The possibilities of writing, publishing and acting give way to new expressions of liberty. All these together with the literary production, open the doors to cafes, athenaeums and casinos, as the nobility open their palaces.
Before Fernando VII died, since 1830, a group of friends and disciples of Lista abandoned the "Café de Venice" to go to the "Café del Príncipe", that Larra though of "stuffy, dirty and opaque", and that produced the best social class meeting of the decade, "Parnasillo", where met Mesonero, Roca de Togores, Gil de Zárate, the Duke of Rivas and later on, reunited with his friends, around 1833, Espronceda.
In December of 1835 opens, thanks to an initiative presented by the Economic Society of Madrid, and with an inaugural speech from the Duke of Rivas, the Scientific Literary and Artistic Athenaeum, that offered courses and conferences on political rights, economy, philosophy, history, language, literature and all the possible branches of knowledge.

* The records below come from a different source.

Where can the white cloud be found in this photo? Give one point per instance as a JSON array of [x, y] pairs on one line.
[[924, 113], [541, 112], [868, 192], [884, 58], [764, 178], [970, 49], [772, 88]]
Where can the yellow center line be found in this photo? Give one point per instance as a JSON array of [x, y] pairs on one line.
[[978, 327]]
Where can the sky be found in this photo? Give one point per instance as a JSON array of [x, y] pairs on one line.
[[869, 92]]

"The Liceo" is founded in 1837, and moves soon after its reunions to the palace of Villahermosa. From that same year is also the Prince's Casino, where all the well-known people met, in elegant and hand picked association, and that besides facilitating to the associates living rooms with magnificent carpets and luxurious armchairs to maintaing their evening parties, while establishing a rigid criteria for admission.
Who shined - wrote Azaña - wanted to be introduced to society, and nobody shined enough until it was introduced. In the Salons of Frias, Rivas and Monjita, the most brilliant geniuses of this middle class began, in the forty's, the rise to high society and politics.
Madrid was transformed into the center of attraction of the intellectual class, that the romantic period and the revolution, the clubs, the cafes and the salons, were introduced in society and politics.